Speaker
Description
High-energy physics experiments routinely perform petabyte-scale file transfers across distributed grid sites while simultaneously streaming data for interactive analysis, making traffic type differentiation critical for network orchestration, bandwidth forecasting, and responsiveness to operational demands. We present a machine learning–based traffic classification system that requires no payload inspection and operates directly on raw packet headers. At its core is the Workflow Identification Window (WIW) abstraction, which groups packets from multiple flows into short temporal sequences, preserving timing gaps and directionality. These sequences are fed into deep neural models such as CNN and LSTM, removing the need for manual feature engineering and allowing automatic discovery of discriminative patterns.
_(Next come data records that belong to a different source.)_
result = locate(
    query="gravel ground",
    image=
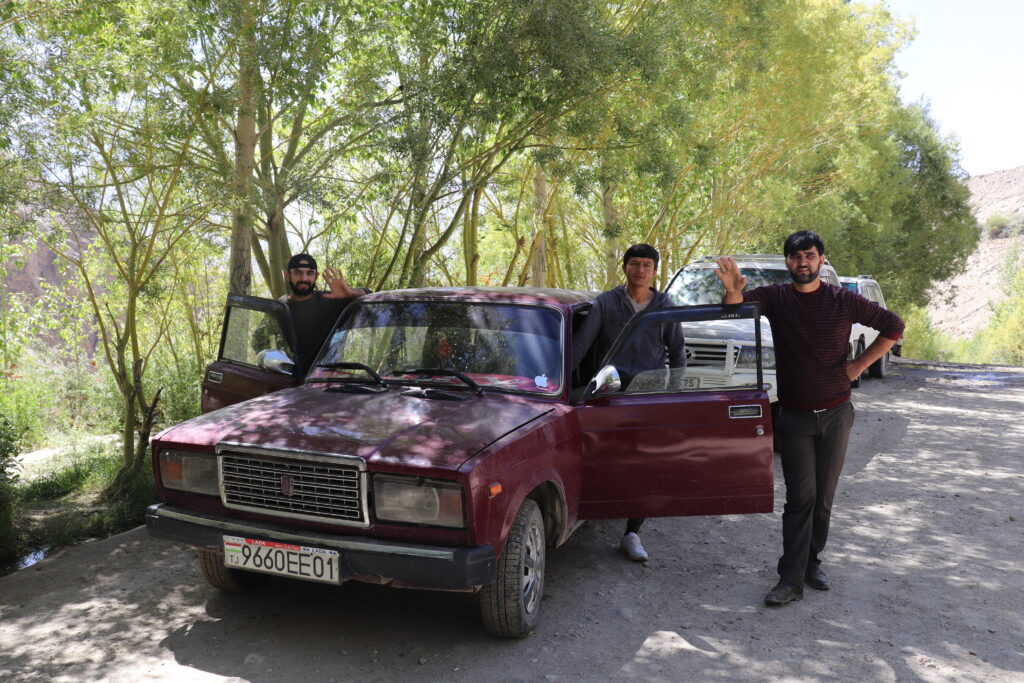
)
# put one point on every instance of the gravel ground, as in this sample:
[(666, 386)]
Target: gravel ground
[(926, 558)]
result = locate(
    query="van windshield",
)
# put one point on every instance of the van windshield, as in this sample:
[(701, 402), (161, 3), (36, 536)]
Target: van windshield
[(700, 286)]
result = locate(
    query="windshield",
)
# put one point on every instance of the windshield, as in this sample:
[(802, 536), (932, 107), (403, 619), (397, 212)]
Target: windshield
[(516, 348), (698, 286)]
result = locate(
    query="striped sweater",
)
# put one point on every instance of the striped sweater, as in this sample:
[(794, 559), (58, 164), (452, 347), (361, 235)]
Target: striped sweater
[(811, 334)]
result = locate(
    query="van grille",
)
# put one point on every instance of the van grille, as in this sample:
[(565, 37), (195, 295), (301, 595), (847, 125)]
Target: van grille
[(317, 491), (710, 353)]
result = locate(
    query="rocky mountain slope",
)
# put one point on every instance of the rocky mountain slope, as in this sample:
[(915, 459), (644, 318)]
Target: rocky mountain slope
[(961, 306)]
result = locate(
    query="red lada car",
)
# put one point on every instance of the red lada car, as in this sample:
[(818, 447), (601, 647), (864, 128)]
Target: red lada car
[(442, 439)]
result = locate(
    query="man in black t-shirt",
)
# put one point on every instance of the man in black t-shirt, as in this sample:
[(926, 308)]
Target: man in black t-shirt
[(313, 313)]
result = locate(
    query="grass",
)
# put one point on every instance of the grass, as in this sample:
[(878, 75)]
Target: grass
[(61, 504)]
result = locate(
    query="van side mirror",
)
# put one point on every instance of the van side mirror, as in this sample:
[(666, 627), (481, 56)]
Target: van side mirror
[(606, 381)]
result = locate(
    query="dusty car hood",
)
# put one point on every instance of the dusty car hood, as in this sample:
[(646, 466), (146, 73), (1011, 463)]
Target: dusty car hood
[(383, 428)]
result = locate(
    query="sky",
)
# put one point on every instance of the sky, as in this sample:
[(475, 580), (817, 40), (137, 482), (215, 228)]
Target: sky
[(968, 62)]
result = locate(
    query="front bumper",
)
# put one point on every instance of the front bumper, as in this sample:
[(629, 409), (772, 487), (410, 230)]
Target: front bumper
[(361, 558)]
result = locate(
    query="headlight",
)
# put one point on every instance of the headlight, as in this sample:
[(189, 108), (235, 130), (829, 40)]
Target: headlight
[(194, 472), (748, 357), (417, 501)]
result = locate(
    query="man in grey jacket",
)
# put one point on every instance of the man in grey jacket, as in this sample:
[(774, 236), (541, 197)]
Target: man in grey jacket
[(652, 348)]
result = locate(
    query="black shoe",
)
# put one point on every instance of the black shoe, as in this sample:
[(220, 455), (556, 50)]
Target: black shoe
[(816, 579), (784, 593)]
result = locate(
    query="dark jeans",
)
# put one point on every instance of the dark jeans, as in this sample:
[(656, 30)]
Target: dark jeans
[(813, 451)]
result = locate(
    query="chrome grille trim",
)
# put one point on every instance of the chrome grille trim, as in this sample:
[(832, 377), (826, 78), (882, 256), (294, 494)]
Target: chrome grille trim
[(297, 484)]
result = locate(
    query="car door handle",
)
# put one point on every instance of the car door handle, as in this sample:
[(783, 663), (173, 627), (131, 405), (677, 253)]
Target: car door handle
[(744, 412)]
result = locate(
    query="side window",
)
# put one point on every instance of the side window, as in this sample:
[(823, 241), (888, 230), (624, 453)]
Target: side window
[(719, 345), (587, 367), (248, 333)]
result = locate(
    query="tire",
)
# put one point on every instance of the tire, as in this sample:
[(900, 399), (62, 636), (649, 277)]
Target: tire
[(511, 606), (880, 368), (860, 349), (211, 563)]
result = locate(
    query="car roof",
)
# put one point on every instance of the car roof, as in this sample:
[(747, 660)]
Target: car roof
[(513, 295), (756, 260)]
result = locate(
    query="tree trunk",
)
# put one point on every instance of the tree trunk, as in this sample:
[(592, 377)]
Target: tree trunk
[(245, 155), (610, 229), (470, 236), (539, 260)]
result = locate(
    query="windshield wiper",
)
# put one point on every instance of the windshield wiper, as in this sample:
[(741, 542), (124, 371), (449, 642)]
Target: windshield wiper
[(441, 372), (348, 366), (354, 388)]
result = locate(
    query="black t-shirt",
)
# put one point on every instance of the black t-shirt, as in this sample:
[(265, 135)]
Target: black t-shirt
[(312, 321)]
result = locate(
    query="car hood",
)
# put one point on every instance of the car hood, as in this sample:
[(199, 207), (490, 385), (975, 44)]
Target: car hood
[(737, 330), (382, 428)]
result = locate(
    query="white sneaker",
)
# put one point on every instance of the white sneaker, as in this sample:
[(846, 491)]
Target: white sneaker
[(632, 547)]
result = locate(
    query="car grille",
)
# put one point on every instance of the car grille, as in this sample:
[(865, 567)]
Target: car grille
[(318, 491)]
Using traffic collected between Fermilab and U.S. storage sites as our use case, our system achieves over 94% accuracy in controlled tests and maintaining 84% performance on previously unseen traces, demonstrating that tightly spaced bursts in early flow phases provide stable classification signals.
For HEP operations, this capability brings multiple benefits: first, it enables predictive bandwidth allocation; second, it supports early traffic shaping for bulk transfers; third, it ensures responsive prioritization of streaming sessions; and fourth, it lays the foundation for self-driving network services where workflows dynamically trigger adaptive QoS and routing. We are using the CMS experiment at the LHC as a use case, concentrating on U.S. sites that are connected via ESnet. ESnet's High-Touch service provides the essential packet-level visibility for capturing the fine-grained timing and flow patterns that enable our classification approach. For our CMS use case across U.S. ESnet-connected sites, this classification capability is the first step toward more efficient data distribution and analysis responsiveness. But the approach potentially has wide applicability to other HEP projects and beyond. In the long term, the approach aims at improving HEP-wide data movement performance by reducing transfer delays, balancing bandwidth utilization across distributed sites, and providing real-time workflow visibility to guide experiment planning and resource optimization.